El relato, recogido en el capítulo segundo de San Lucas, nos muestra el cumplimiento de la ley mosaica por parte de la Sagrada Familia. Llevan al niño al Templo para ofrecerlo al Señor. San Lucas va ampliando poco a poco, en su relato, el horizonte de los que oyen la Buena Noticia: los primeros fueron los pastores, hoy son los ancianos Simeón y Ana. Aquellos trasmiten a todos los que quieran oírles su experiencia vivida. Éstos hacen su propuesta, explicando cómo entienden ellos los gestos y las acciones de Dios de los que están siendo testigos.
Y, ¿qué ven Simeón y Ana? Ven una familia pobre que viene de un pueblo insignificante. Pero el Espíritu Santo que estaba con ellos les abre los ojos. A través de aquellos signos de pobreza -ofrecen tan sólo dos pichones, que es la tasa del rescate válida para los más pobres-, descubren la grandeza de Quien tienen delante y de lo que su presencia va a significar para la Humanidad. Esa luz que debe alumbrar a las naciones amanece, en primer lugar, en su corazón para saber comprender y acoger la propuesta de Dios por encima de las apariencias o los prejuicios.

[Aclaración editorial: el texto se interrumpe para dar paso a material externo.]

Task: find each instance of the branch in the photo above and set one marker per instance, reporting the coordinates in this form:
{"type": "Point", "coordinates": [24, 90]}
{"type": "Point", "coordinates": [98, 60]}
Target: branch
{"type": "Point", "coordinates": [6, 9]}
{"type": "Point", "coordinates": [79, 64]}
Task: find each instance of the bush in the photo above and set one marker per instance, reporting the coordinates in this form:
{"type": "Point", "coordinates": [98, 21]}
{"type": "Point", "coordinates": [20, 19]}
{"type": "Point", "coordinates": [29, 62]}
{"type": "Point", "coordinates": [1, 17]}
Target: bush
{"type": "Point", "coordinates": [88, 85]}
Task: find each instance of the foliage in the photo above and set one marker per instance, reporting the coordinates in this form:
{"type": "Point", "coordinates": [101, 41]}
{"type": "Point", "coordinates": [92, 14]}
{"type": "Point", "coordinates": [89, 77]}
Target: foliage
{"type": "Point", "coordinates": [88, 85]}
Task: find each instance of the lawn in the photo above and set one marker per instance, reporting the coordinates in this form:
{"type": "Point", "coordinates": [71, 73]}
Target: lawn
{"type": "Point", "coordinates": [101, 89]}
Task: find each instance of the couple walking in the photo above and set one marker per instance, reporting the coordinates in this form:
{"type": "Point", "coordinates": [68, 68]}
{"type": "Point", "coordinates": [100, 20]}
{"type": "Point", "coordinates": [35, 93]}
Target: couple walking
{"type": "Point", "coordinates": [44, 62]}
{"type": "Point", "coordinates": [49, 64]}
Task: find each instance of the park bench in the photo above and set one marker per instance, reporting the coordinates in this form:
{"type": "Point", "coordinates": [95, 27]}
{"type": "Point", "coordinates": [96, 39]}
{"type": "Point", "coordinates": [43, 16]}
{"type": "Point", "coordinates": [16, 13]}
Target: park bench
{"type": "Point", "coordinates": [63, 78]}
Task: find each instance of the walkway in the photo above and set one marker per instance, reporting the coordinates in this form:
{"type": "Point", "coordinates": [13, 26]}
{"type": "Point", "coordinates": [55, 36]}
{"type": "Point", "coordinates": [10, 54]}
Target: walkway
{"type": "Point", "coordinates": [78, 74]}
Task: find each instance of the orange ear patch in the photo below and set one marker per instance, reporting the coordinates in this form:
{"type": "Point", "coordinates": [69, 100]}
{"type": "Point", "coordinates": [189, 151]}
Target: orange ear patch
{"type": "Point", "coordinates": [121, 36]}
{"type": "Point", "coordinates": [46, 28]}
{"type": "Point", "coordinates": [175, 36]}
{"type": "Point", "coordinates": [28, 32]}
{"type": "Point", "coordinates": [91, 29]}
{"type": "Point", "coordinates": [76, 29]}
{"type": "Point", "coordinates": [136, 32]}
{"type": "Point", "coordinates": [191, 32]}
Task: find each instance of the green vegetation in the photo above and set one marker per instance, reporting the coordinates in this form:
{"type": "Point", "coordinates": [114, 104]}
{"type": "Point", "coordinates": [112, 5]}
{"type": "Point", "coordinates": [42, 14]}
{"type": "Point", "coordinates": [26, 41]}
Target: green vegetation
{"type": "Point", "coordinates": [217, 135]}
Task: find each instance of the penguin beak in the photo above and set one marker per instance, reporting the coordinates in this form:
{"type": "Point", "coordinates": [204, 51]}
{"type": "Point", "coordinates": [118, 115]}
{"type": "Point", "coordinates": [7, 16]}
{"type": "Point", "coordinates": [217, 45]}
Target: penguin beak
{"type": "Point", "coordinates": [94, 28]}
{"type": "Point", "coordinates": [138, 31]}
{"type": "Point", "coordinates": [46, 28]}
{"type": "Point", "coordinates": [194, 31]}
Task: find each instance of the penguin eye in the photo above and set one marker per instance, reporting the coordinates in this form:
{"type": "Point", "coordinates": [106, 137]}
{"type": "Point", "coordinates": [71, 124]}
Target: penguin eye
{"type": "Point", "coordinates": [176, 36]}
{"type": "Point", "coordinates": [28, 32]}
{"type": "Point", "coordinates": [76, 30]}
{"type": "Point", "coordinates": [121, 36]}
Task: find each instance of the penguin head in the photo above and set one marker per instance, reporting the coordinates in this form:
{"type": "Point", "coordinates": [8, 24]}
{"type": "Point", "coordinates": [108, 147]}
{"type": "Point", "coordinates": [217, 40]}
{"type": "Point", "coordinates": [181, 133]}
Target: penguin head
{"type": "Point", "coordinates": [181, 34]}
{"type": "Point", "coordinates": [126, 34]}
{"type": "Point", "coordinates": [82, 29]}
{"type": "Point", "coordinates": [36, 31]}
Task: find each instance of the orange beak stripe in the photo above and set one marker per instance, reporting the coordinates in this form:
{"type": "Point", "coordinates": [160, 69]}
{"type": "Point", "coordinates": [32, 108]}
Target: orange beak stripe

Jesús se ha hecho pobre por nosotros para enriquecernos con su pobreza. Elige una pedagogía interpelante para encontrarse con el hombre que, en palabras del Papa Francisco, se convierte en un magnífico camino para que el hombre descubra a Dios: «Ellos (los pobres) tienen mucho que enseñarnos. (...) Es necesario que todos nos dejemos evangelizar por ellos. La nueva evangelización es una invitación a reconocer la fuerza salvífica de sus vidas y a ponerlos en el centro del camino de la Iglesia. Estamos llamados a descubrir a Cristo en ellos, a prestarles nuestra voz en sus causas, pero también a ser sus amigos, a escucharlos, a interpretarlos y a recoger la misteriosa sabiduría que Dios quiere comunicarnos a través de ellos».
Simeón y Ana saben descubrir estos signos y comienzan a seguir el camino que tal revelación propone. Se dan cuenta de que todo cobra un nuevo sentido y se deciden a anunciarlo. San José y Santa María se admiran de lo que aquellos pobrecitos decían de su Hijo; sólo los pobres tienen la capacidad de admirase ante otros. A los padres de aquel Niño les costará comprender plenamente el plan de Dios y la misión que se les encomienda -una espada te traspasará el alma-, pero, sin pretenderlo, también ellos se han convertido ya en luz para todas las generaciones y en testigos de un Dios que nos salva.
Sepamos descubrir el plan de Dios en nuestras vidas. Dejémonos interpelar por su mensaje y permitamos que su luz nos haga ver la luz, para convertirnos en luz para los demás.